Summary: The Fire, Part 1
Kevin wants to take Dana out to dinner for her birthday,
but she is afraid to leave the apartment. As she and Kevin eat dinner
in the kitchen, she feels dizzy and gets whisked away.
Summary: The Fire, Part 2
Dana finds herself in a bedroom. A red-haired boy stands
in front of burning drapes, holding a charred stick. Dana out puts
the fire. The boy turns out to beRufus; he remembers
almost drowning a few years earlier. He also remembers that before
he went under, he saw Dana sitting in her apartment and unpacking
books. Because she was wearing pants, Rufus thought Dana was a man.
Rufus says he thinks Dana went back to the room with the books.
He says his mother thought Dana was just a “strange nigger.” Dana
bristles at the epithet, a reaction Rufus doesn’t understand. Dana
asks him to call her a black woman instead.
Rufus says he set fire to the drapes because his father
beat him. He shows her awful welts on his back, and she notices
old scars underneath the fresh wounds. He tells her that they are
in Maryland, and that it is the year 1815.
He says his last name is Weylin and confirms that he has a young
black friend, a free woman, named Alice Greenwood. When Dana hears
these names, she realizes that Rufus is her ancestor. Rufus tells
Dana that she would be safe at Alice’s house. He helps her sneak
out of the house, and she helps him destroy the charred curtains.
Summary: The Fire, Part 3
Dana makes her way through the fields and woods. She has
to duck out of sight to avoid encountering a patrol of several young
white men on horses. She follows the men to a cabin in the woods.

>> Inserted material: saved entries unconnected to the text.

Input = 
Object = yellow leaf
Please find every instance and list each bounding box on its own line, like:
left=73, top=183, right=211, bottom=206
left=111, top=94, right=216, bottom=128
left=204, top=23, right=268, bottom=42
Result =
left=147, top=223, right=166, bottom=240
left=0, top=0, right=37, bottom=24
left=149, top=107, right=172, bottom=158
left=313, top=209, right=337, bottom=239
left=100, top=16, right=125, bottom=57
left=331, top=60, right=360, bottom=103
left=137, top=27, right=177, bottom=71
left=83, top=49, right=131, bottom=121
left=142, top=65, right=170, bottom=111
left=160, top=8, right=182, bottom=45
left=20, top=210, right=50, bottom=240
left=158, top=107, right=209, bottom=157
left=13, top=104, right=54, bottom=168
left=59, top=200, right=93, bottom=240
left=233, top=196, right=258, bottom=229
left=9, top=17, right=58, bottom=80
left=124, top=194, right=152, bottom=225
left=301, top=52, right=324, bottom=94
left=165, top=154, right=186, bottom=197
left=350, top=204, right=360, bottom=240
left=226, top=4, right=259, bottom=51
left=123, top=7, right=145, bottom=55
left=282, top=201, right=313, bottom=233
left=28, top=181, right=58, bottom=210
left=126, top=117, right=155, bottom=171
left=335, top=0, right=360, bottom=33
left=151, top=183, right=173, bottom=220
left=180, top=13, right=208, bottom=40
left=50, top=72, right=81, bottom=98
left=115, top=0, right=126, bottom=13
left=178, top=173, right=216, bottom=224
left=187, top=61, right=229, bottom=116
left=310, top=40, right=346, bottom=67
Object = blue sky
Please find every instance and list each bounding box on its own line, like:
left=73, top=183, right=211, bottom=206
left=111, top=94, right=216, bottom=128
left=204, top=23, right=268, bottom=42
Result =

She watches as they drag a black man out of the cabin and tie him
to a tree. The men whip the black man and speak rudely to his wife,
who is standing in the yard with her young daughter. One of the
patrollers takes the black man away. Another punches the woman’s
face. After the white men leave, Dana calls out “Alice,” and the
young girl looks in her direction.
Summary: The Fire, Part 4
Dana helps bring Alice’s mother to consciousness and then
tells her that she is a free woman in need of help. Alice’s mother
tells Dana that the beaten man, her husband, is a slave of Tom Weylin,
Rufus’s father. Knowing that the idea of California would be confusing, since
in 1815 it was a Spanish colony, Dana lies
and says she is from New York, and that her husband is there. Dana
goes to retrieve the blanket from outside, but a patrolman has returned.
Mistaking Dana for the twin of Alice’s mother, he chases her into
the woods, beats her savagely, and rips her clothes off as a preface
to raping her. Dana hits him with a stick and loses consciousness.
Summary: The Fire, Part 5
Dana returns to her home, and Kevin is there. She refuses
to tell him what happened until after she has slept.